Introduction Patients with type II diabetes have considerably higher risk of developing cardiovascular disease and often have an elevated prevalence of vascular calcification combined with a loss of SIRT1, which induces osteogenic differentiation within the smooth muscle. This study aims to determine whether the loss of SIRT1 contributes to the enhanced DNA damage associated with vascular calcification and diabetes.

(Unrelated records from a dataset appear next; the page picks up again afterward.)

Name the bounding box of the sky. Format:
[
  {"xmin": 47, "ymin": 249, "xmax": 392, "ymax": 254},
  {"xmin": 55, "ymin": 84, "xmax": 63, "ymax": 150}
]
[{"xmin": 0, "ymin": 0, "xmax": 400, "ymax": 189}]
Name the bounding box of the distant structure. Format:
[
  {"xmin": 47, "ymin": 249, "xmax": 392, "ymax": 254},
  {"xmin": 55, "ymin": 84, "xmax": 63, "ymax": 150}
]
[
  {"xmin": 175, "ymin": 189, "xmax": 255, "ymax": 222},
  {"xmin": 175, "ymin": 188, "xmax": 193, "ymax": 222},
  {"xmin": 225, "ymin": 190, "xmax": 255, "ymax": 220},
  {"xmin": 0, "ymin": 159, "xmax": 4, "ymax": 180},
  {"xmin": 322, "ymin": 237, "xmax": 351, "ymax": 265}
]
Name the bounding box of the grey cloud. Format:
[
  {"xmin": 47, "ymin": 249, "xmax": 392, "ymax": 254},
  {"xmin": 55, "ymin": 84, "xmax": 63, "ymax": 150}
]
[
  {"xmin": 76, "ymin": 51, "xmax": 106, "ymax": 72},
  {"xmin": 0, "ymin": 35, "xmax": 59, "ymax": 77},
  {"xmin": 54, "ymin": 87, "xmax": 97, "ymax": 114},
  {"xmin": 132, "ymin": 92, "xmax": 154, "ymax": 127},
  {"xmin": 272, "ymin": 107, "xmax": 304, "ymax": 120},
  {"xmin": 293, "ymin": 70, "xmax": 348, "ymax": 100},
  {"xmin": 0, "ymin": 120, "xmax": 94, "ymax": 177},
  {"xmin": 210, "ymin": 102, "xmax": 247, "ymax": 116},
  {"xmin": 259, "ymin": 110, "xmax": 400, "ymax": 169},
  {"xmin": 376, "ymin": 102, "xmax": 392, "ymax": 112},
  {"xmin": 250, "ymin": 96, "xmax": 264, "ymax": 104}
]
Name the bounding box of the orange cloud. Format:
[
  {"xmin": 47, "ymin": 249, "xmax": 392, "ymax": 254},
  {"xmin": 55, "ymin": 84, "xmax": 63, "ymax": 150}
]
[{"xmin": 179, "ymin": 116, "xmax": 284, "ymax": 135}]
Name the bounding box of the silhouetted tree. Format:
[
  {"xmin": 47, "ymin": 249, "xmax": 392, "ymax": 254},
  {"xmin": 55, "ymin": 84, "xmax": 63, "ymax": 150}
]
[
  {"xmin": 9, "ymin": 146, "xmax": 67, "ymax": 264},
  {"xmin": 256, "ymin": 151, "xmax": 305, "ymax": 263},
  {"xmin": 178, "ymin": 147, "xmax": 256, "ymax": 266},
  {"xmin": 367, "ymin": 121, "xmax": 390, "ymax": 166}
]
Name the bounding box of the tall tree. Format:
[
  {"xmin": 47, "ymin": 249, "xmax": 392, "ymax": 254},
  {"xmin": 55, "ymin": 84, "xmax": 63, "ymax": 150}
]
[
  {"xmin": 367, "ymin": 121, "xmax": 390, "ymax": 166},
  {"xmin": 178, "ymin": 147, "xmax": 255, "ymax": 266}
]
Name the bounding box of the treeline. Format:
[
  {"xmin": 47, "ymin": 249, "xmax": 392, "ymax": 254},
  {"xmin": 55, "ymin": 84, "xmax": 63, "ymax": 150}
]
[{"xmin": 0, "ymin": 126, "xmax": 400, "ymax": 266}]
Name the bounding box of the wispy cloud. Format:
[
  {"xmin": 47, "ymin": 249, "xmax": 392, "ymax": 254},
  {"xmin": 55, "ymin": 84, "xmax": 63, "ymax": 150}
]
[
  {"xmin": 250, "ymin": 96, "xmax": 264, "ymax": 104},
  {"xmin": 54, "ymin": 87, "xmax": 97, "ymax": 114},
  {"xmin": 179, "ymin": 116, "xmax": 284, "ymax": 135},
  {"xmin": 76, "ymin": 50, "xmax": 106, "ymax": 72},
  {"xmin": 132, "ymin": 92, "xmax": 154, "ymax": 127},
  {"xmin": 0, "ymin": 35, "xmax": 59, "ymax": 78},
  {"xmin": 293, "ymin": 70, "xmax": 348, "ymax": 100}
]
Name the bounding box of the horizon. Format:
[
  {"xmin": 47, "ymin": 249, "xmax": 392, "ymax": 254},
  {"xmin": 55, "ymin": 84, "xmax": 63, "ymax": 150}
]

Methods Popliteal arteries, harvested from diabetic patients undergoing limb amputation, and non-atherosclerotic internal thoracic arteries, were stained for a range of DNA damage markers. Human coronary artery smooth muscle cells (vSMCs) were used for an in vitro calcification model (5mM βGP and 2.6mM CaCl2) in the presence or absence of a diabetic environment (high glucose (25mM), or control (5mM) DMEM respectively. DNA damage was induced using 200μM H2O2 and SIRT1 was activated or inhibited pharmacologically using SRT1720 or Sirtinol respectively. DNA damage was assessed via a comet assay, γH2A.X and p21 immunocytochemistry, whilst DNA damage-induced SIRT1 activation was assessed via nuclear fractionation and western blotting. Activation of the MRN DNA damage response pathway was confirmed by chIP qPCR and western blot analysis.

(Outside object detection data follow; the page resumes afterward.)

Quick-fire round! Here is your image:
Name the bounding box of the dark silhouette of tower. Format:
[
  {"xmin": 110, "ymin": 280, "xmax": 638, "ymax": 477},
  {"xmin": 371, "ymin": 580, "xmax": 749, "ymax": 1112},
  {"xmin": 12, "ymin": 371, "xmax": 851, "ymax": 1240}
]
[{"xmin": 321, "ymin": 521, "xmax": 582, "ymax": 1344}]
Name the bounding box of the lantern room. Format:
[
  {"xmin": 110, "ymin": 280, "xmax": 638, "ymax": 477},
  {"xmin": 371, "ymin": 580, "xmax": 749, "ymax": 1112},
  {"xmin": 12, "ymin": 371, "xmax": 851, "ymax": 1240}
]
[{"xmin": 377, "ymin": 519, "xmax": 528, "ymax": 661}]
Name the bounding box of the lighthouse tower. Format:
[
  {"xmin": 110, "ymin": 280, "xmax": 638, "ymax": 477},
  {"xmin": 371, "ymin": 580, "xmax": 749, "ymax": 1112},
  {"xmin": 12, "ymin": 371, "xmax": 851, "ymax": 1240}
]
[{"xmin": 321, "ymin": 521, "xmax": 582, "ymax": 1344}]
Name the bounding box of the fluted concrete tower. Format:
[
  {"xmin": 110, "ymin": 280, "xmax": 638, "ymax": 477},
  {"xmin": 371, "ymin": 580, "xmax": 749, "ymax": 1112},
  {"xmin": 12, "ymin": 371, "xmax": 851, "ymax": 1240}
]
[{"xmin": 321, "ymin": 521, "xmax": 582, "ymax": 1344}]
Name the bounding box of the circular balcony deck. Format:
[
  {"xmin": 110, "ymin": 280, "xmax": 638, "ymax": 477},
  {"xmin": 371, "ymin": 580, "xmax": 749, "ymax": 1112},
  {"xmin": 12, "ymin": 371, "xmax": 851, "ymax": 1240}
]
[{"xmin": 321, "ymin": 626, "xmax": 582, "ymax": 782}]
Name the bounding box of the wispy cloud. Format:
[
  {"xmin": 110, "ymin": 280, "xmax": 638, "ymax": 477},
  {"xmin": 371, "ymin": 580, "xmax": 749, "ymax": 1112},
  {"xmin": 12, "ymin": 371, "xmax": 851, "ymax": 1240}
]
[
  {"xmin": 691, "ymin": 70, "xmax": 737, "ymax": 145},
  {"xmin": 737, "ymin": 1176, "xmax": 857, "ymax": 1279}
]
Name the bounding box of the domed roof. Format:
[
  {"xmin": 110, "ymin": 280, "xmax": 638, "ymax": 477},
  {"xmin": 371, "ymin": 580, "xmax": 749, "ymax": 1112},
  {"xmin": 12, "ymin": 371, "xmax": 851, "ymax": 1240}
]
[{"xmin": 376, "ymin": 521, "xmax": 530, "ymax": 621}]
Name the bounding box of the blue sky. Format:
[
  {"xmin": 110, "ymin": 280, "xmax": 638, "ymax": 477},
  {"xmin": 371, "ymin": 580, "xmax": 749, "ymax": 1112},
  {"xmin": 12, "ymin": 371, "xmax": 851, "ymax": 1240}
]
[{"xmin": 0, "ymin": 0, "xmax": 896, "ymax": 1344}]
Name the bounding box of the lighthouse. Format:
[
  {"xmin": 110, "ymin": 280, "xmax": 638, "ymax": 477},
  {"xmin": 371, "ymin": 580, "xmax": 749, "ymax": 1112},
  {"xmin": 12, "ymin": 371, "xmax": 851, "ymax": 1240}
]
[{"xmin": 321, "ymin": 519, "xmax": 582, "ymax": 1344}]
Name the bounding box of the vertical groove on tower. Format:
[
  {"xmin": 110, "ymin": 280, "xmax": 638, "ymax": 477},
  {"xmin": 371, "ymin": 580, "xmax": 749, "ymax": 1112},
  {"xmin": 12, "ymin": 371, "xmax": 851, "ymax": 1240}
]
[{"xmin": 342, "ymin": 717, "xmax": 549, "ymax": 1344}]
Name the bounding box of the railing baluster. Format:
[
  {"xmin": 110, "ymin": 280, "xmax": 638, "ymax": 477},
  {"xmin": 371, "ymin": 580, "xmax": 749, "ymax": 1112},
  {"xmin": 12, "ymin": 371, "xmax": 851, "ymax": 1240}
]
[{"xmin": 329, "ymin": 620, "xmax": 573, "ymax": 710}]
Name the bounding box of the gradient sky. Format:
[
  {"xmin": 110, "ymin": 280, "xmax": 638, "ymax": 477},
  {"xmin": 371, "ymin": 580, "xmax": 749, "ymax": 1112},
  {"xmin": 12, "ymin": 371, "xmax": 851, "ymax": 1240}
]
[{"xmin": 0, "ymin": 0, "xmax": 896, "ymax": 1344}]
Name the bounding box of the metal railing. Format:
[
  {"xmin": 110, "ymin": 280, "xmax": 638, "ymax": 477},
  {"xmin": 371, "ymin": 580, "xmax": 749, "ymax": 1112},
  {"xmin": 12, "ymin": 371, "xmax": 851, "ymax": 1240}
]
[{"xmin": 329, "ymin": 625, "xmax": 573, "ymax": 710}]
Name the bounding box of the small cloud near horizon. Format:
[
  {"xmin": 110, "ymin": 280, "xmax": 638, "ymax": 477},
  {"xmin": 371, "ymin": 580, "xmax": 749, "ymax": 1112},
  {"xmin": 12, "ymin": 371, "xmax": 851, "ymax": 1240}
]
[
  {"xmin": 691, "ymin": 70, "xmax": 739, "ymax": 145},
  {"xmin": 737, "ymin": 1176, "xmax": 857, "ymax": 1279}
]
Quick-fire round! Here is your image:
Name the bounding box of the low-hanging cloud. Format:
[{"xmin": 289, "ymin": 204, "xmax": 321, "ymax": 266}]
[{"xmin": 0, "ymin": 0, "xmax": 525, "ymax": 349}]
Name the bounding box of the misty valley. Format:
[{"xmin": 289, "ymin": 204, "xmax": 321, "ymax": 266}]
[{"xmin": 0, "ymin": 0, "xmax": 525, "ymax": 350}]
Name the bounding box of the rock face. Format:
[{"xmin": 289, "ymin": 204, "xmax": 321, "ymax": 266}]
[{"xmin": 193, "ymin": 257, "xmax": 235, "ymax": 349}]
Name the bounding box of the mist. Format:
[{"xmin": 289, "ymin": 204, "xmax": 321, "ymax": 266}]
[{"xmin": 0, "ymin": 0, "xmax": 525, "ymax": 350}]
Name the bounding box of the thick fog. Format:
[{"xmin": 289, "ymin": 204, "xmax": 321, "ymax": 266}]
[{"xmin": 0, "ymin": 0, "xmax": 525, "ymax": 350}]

Results Alizarin red, Alkaline phosphatase activity and RUNX2 and OCN qPCR confirmed development of calcification during H2O2 treatment, which was reduced with SIRT1 activation. Immunohistochemistry demonstrated enhanced DNA damage marker expression in diabetic vessels compared to non-diabetic control ITA tissue, while SMCs harvested from diabetic patients also showed a significant reduction in SIRT1 expression (p<0.01) and elevated p53 expression (p<0.01) compared to cells from non-diabetic patients. SIRT1 expression was reduced in cells following high glucose treatment, in conjunction with increased protein expression of the DNA damage marker, γH2A.X (p<0.05). The comet assay showed a significant increase in DNA damage in both osteogenic and high glucose conditions following H2O2 treatment, which also caused an increase in SIRT1 nuclear translocation. Activation of SIRT1 significantly reduced H2O2 induced DNA damage (p<0.01) and increased recovery after 3h (p<0.005). In addition, deacetylation of MRE11, RAD50 (p<0.01) and NBS1 (MRN) (p<0.005) correlated with SIRT1 activation, and an increase in their phosphorylation following H2O2 treatment.

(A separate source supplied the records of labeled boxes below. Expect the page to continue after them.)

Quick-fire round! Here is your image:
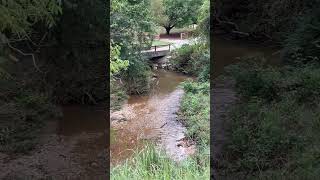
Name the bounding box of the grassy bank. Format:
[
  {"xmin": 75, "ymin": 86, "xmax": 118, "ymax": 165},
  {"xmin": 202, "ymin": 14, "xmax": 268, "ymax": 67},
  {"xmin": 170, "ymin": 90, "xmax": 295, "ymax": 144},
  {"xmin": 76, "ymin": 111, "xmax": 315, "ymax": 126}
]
[
  {"xmin": 111, "ymin": 82, "xmax": 210, "ymax": 180},
  {"xmin": 111, "ymin": 144, "xmax": 209, "ymax": 180}
]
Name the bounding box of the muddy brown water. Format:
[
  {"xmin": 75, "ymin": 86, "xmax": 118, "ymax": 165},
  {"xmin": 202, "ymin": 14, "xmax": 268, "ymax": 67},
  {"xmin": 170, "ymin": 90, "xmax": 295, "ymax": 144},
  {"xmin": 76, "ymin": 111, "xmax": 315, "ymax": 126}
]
[
  {"xmin": 110, "ymin": 70, "xmax": 192, "ymax": 164},
  {"xmin": 56, "ymin": 105, "xmax": 107, "ymax": 175},
  {"xmin": 213, "ymin": 36, "xmax": 281, "ymax": 77}
]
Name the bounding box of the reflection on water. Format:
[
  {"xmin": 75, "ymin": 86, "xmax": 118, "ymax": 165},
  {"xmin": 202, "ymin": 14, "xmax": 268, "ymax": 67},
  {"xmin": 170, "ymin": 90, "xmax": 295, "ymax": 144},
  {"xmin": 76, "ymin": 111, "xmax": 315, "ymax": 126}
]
[{"xmin": 213, "ymin": 36, "xmax": 280, "ymax": 77}]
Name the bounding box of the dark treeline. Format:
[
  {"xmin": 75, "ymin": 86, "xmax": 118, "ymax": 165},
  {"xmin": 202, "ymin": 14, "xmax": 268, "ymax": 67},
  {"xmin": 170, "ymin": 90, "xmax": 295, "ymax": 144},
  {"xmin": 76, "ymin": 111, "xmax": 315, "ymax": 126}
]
[
  {"xmin": 0, "ymin": 0, "xmax": 107, "ymax": 152},
  {"xmin": 214, "ymin": 0, "xmax": 320, "ymax": 179}
]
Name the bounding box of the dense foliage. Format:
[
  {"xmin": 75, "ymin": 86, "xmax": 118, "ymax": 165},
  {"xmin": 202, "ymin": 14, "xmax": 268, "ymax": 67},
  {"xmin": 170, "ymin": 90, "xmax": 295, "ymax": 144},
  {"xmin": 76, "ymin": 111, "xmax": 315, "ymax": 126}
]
[
  {"xmin": 0, "ymin": 0, "xmax": 106, "ymax": 153},
  {"xmin": 110, "ymin": 0, "xmax": 154, "ymax": 99},
  {"xmin": 152, "ymin": 0, "xmax": 203, "ymax": 34},
  {"xmin": 222, "ymin": 59, "xmax": 320, "ymax": 179}
]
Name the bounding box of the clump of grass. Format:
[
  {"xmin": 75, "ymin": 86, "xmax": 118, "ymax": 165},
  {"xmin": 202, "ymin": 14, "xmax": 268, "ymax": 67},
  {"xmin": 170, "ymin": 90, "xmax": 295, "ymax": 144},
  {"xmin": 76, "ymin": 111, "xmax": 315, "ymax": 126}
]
[
  {"xmin": 111, "ymin": 144, "xmax": 210, "ymax": 180},
  {"xmin": 179, "ymin": 81, "xmax": 210, "ymax": 146}
]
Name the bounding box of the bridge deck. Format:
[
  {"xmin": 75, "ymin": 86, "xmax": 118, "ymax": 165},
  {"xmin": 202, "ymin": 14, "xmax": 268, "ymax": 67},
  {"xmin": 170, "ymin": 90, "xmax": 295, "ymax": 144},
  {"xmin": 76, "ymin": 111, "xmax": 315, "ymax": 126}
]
[{"xmin": 142, "ymin": 44, "xmax": 171, "ymax": 58}]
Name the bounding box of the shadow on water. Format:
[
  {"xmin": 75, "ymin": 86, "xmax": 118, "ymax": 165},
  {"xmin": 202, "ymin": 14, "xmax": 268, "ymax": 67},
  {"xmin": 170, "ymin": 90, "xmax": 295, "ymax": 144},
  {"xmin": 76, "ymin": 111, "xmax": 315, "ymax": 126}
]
[{"xmin": 110, "ymin": 70, "xmax": 192, "ymax": 164}]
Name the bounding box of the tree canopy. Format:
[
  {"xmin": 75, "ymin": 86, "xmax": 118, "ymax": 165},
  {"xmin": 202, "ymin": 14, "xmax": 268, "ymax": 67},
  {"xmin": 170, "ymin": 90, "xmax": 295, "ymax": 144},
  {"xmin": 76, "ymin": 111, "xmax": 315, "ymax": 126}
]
[{"xmin": 152, "ymin": 0, "xmax": 203, "ymax": 34}]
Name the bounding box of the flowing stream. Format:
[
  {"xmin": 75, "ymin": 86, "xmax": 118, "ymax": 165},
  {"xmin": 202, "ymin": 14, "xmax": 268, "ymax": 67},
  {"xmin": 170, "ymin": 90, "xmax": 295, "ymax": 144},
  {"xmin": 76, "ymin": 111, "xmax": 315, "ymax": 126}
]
[{"xmin": 110, "ymin": 69, "xmax": 194, "ymax": 164}]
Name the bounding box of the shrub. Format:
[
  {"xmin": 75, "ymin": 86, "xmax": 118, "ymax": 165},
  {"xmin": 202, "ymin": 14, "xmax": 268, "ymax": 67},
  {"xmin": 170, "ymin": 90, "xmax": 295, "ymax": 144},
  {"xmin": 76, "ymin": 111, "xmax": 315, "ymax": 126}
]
[
  {"xmin": 172, "ymin": 43, "xmax": 210, "ymax": 81},
  {"xmin": 180, "ymin": 81, "xmax": 210, "ymax": 148}
]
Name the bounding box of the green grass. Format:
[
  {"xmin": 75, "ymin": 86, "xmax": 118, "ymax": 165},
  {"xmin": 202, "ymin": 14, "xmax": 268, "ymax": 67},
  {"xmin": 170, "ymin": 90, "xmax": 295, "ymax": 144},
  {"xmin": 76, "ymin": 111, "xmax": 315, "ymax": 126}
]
[
  {"xmin": 111, "ymin": 81, "xmax": 210, "ymax": 180},
  {"xmin": 152, "ymin": 40, "xmax": 171, "ymax": 46},
  {"xmin": 179, "ymin": 81, "xmax": 210, "ymax": 146},
  {"xmin": 111, "ymin": 144, "xmax": 210, "ymax": 180}
]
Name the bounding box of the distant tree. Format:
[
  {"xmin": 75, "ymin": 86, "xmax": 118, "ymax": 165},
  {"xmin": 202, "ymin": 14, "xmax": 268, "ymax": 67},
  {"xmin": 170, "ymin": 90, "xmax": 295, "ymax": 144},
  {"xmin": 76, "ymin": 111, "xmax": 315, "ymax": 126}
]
[
  {"xmin": 152, "ymin": 0, "xmax": 203, "ymax": 34},
  {"xmin": 0, "ymin": 0, "xmax": 62, "ymax": 71}
]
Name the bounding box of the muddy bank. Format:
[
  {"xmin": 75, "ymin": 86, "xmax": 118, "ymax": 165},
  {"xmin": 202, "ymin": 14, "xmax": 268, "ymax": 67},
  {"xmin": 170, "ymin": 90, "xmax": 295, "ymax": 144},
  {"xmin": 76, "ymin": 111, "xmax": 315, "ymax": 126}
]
[
  {"xmin": 0, "ymin": 108, "xmax": 108, "ymax": 179},
  {"xmin": 110, "ymin": 70, "xmax": 194, "ymax": 164}
]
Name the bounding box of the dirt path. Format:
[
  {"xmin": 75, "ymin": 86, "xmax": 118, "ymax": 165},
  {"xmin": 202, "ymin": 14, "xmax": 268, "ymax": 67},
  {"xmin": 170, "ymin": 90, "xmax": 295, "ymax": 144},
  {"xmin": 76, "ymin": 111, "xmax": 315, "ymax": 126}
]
[
  {"xmin": 0, "ymin": 122, "xmax": 108, "ymax": 180},
  {"xmin": 212, "ymin": 77, "xmax": 237, "ymax": 177}
]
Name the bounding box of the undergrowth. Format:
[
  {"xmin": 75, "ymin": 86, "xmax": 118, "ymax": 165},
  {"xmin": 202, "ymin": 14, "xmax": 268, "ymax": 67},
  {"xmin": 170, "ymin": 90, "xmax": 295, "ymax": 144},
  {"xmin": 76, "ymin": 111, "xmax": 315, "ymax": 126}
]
[
  {"xmin": 111, "ymin": 144, "xmax": 210, "ymax": 180},
  {"xmin": 220, "ymin": 58, "xmax": 320, "ymax": 179}
]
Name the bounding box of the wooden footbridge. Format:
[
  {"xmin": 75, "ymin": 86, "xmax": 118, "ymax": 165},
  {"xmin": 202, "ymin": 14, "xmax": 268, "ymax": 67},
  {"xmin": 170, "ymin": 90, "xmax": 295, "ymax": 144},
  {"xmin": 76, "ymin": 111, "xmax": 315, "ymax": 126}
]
[{"xmin": 142, "ymin": 44, "xmax": 172, "ymax": 59}]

Conclusions This study demonstrates that SIRT1 protects against H2O2 induced DNA damage and subsequent calcification within a diabetic environment via activation of the MRN complex. The loss of SIRT1 within the calcified vessels of diabetic patients may contribute to a defective DNA repair mechanism, caused by the absence of SIRT1, resulting in a reduction of MRN deacetylation and thus activation of the DNA damage response, and could be an appropriate target for potential therapeutic intervention for vascular calcification.